A febbraio del 1970 il gruppo è completato dall'arrivo dell'organista Ken Hensley: come i Deep Purple, gli Uriah Heep sono ispirati dai Vanilla Fudge, gruppo americano tra hard rock e psichedelia che si è appena sciolto ed era caratterizzato da aggressivi riff di chitarra-organo e un cantante che si caratterizzava per il proprio vibrato. A metà delle registrazioni, Alex Napier viene rimpiazzato da Nigel Olsson, raccomandato dall'amico Elton John.

"Very eavy very umble" è un titolo ispirato dal personaggio dickensiano, che soleva fingere modestia ripetendo di essere 'very 'umble', ma non c'entra comunque nulla con i contenuti lirici o musicali del disco. Alla sua uscita, l'album fu parecchio disprezzato, individuato come stolido e monodimensionale, fato che d'altronde colpì molti gruppi hard rock e heavy metal seminali. Il disco, però, pur non raggiungendo i livelli di Deep Purple e Black Sabbath, ed essendo segnato da diverse ingenuità (tra cui la copertina di una bruttezza surreale), è simpatico e non privo di interesse.

"Gypsy", pezzo di apertura del disco, ci fa già capire il clima che dobbiamo aspettarci dal gruppo: un riff aggressivo, ossessivo e stolido, con il tenore sgolato di Byron e un infinito assolo di organo di Hensley inciso su una base ripetitiva e violenta, con un finale fortemente derivativo della psichedelia dei Vanilla Fudge. Non è strano che la critica del tempo non riuscisse a cogliere gli elementi seminali di una canzone del genere, riuscendo solo a vedervi una brutalità incapace di sottigliezze: ma noi abbiamo imparato il valore artistico di certe durezze, in tempi di doom, thrash e black metal.

Se "Gypsy" è violenza innovativa e senza compromessi, la non deprecabile "Walking in your shadow" si avvicina maggiormente a quanto facevano - meglio - i Deep Purple dell'epoca, mentre "Lucy Blues" (più autenticamente blues) e "Real Turned On" (ancora una volta in stile più Purple) sono dignitosi blues rock tipici di quell'epoca musicale. Il momento più difficile da digerire del disco è certamente la discutibile cover di "Come away Melinda" dei folksinger americani Weavers, che vorrebbe essere una ballata antemica contro la guerra ma è davvero inadatta a sopportare il peso delle sue aspirazioni tragico-sinfoniche.

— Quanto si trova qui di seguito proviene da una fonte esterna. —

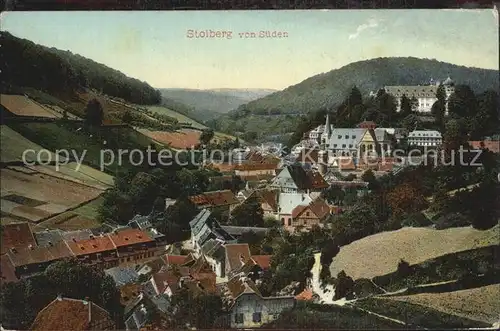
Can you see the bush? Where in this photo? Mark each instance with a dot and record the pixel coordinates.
(452, 220)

Sul lato B, "Dreammare" (primo caso delle tematiche liriche horror-fantasy che domineranno gli album migliori del gruppo) e "I'll keep on trying" tendono ad anticipare maggiormente il futuro della band, con atmosfere musicali da heavy metal epico grazie all'uso delle tastiere e alle sovraincisioni vocali in stile operistico di Byron. Ottima anche la conclusiva "Wake Up (Set Your Sights)", uno dei pezzi migliori del disco in gran parte grazie allo swing jazzistico della batteria di Alex Napier, che con questo brano si congeda dal gruppo.

In conclusione, "Very eavy very umble" non è un album essenziale della storia dell'heavy metal, né il migliore della discografia degli Uriah Heep. È però un inizio dignitoso per un gruppo che ha lasciato la sua impronta sull'hard rock degli anni settanta nonostante l'ostilità eccessiva di troppi critici.